Costruire il proprio percorso di crescita personale e professionale basandosi su ciò che si è, non solo su ciò che si possiede o che appare, nel mondo contemporaneo acquista una valenza di tipo sovversivo. Riportare il focus sulla persona, inserita nell’ambiente in cui vive, evidenziando e superando gli ostacoli grazie ai facilitatori, è un atto d’amore e di rispetto verso sé stessi e verso gli altri.

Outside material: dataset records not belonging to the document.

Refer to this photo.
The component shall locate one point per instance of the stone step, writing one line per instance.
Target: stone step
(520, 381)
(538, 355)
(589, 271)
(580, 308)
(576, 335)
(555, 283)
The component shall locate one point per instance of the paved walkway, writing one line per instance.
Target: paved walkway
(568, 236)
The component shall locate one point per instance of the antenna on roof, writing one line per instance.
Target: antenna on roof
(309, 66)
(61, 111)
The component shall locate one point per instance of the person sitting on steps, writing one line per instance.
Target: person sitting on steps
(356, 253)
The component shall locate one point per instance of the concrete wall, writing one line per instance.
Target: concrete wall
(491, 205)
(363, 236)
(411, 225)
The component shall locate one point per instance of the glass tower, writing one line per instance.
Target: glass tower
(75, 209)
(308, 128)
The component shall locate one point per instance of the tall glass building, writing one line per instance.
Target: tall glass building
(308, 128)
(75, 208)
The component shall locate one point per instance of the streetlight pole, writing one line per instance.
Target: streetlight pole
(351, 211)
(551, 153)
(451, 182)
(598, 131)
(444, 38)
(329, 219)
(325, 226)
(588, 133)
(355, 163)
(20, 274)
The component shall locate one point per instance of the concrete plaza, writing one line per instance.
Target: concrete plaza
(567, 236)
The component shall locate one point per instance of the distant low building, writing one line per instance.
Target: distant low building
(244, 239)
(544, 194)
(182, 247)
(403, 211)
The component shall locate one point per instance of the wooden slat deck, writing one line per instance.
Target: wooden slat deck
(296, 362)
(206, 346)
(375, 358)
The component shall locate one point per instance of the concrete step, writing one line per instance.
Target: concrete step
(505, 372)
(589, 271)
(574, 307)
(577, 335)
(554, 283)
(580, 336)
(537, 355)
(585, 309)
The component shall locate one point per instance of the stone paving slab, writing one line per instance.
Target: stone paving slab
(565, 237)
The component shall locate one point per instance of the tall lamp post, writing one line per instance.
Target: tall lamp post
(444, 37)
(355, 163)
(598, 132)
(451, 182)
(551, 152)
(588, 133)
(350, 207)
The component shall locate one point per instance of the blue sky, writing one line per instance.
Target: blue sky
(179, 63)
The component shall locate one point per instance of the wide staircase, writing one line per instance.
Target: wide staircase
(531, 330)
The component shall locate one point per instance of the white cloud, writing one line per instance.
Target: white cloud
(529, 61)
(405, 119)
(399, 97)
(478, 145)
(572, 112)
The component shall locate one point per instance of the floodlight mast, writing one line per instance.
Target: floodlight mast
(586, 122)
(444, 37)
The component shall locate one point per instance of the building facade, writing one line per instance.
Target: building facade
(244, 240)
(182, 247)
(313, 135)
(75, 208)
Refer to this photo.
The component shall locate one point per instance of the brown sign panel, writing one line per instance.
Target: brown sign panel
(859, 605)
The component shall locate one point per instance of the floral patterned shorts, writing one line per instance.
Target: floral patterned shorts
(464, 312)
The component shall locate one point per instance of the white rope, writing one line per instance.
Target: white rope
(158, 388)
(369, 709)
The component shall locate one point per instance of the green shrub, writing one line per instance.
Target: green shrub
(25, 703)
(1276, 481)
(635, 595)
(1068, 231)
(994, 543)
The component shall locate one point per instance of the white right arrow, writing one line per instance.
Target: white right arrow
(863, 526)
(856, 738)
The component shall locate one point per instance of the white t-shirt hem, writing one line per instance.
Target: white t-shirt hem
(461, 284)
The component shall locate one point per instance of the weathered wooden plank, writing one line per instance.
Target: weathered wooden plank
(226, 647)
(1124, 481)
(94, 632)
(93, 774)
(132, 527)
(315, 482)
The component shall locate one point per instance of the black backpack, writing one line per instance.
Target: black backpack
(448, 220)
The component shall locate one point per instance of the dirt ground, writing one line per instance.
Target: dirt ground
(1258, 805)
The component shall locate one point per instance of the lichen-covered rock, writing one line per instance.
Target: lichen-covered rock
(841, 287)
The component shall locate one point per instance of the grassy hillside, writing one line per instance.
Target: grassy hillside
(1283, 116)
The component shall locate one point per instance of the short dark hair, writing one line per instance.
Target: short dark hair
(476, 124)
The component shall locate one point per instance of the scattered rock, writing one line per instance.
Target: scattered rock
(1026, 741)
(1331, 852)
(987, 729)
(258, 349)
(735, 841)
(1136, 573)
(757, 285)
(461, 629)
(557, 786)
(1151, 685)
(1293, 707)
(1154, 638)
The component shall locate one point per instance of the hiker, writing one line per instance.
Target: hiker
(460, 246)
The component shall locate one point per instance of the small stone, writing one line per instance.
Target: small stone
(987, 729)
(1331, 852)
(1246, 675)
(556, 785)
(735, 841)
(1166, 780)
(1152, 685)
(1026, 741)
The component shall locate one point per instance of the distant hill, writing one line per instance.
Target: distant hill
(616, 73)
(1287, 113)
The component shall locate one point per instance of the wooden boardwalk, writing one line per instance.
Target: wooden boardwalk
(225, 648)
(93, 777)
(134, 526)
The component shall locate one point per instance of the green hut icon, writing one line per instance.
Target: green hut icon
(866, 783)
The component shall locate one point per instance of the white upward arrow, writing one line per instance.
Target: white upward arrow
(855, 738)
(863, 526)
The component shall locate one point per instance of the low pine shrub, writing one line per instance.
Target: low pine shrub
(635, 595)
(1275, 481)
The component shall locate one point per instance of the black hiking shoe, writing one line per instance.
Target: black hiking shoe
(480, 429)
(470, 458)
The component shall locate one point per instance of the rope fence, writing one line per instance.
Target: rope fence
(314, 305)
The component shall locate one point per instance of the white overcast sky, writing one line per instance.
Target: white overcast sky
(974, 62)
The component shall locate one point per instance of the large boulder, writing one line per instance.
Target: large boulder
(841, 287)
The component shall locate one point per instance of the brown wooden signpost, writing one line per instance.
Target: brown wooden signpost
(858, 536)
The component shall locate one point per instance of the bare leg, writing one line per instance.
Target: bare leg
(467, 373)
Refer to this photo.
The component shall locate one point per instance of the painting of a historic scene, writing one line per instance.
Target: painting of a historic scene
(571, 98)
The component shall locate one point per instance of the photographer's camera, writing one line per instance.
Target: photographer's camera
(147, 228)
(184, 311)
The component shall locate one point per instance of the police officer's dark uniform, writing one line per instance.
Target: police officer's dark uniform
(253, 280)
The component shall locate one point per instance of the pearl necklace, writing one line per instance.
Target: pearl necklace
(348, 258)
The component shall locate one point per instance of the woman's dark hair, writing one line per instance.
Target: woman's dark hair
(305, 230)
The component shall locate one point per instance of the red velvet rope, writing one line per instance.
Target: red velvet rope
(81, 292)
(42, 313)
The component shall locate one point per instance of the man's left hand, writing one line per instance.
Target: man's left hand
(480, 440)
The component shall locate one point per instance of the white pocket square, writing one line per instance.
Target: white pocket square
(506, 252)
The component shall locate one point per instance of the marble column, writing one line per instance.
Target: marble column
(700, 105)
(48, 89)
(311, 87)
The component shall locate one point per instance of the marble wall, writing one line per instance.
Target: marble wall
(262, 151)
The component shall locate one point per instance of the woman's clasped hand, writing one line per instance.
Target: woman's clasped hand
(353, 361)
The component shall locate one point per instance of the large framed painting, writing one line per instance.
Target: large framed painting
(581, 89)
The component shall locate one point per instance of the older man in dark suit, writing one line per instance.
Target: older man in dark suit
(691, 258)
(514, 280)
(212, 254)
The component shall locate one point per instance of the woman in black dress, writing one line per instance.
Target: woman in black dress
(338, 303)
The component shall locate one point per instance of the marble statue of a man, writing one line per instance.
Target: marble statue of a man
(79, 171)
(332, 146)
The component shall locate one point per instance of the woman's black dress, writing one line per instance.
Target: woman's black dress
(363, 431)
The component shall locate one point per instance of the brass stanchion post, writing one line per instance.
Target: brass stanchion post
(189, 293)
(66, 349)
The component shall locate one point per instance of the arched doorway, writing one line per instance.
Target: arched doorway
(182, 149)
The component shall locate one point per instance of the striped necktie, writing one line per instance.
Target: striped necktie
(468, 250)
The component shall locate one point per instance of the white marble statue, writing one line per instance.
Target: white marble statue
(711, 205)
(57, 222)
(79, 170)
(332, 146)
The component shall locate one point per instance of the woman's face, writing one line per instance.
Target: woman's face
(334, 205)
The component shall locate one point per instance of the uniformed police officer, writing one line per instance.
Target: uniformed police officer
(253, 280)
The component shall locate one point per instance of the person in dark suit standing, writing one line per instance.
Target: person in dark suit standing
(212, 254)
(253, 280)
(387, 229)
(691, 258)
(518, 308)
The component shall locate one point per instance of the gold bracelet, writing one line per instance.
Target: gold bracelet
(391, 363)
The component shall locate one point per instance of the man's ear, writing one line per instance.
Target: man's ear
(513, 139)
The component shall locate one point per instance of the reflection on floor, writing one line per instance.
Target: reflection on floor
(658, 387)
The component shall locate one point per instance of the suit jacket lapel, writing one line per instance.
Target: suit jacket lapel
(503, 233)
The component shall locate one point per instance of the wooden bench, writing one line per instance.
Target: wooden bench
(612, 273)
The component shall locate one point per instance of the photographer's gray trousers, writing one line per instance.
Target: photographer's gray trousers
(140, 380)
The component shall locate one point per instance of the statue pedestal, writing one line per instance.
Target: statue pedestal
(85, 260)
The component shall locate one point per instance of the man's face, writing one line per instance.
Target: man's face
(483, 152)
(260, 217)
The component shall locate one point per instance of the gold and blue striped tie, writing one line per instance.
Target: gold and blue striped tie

E il rispetto genera sempre libertà.

 

 

Marcella Peverini
Communication Strategist, Web Writer & Life Coach
Padova
peverinimarcella@gmail.com

 

 

Bibliografia:

[1]Fonte “L’essenza del Coaching”, Panniti A., Rossi F.

[2]Ibidem.

[3]Con il termine “stakeholders” si intendono tutti i soggetti fisici e non che hanno un interesse nei confronti di un altro soggetto, sia esso una persona, un’azienda, una società o altro. L’interesse è qui inteso sia di relazione, che economico e sociale. (fonte “Manuale operativo di relazioni pubbliche”, Vecchiato G.)

[4]Per un approfondimento al riguardo rimando al manuale tecnico “Guida alle conoscenze di gestione progetti” di Mastrofini E, per conto del Isipm, Istituto Italiano di Project Management.

[5]“Il Ciclo di Deming è un “metodo di gestione interattivo in quattro fasi utilizzato per il controllo e il miglioramento continuo dei processi, dei prodotti e della qualità in un’ottica a lungo raggio. Serve per promuovere una cultura della qualità che è tesa al miglioramento continuo dei processi e all’utilizzo ottimale delle risorse”. (fonte Wikipedia.it alla voce “Ciclo di Deming”).

[6]Il Pensiero Laterale è stato teorizzato da Edward De Bono. Prevede la ricerca di metodi, tecniche, pratiche e processi inediti, differenti da quelle comunemente utilizzati per la risoluzione di situazioni e problemi quotidiani, personali e professionali. Per un approfondimento rimando ai libri “Sei cappelli per pensare” e “Creatività e pensiero laterale”, entrambi di Edward De Bono.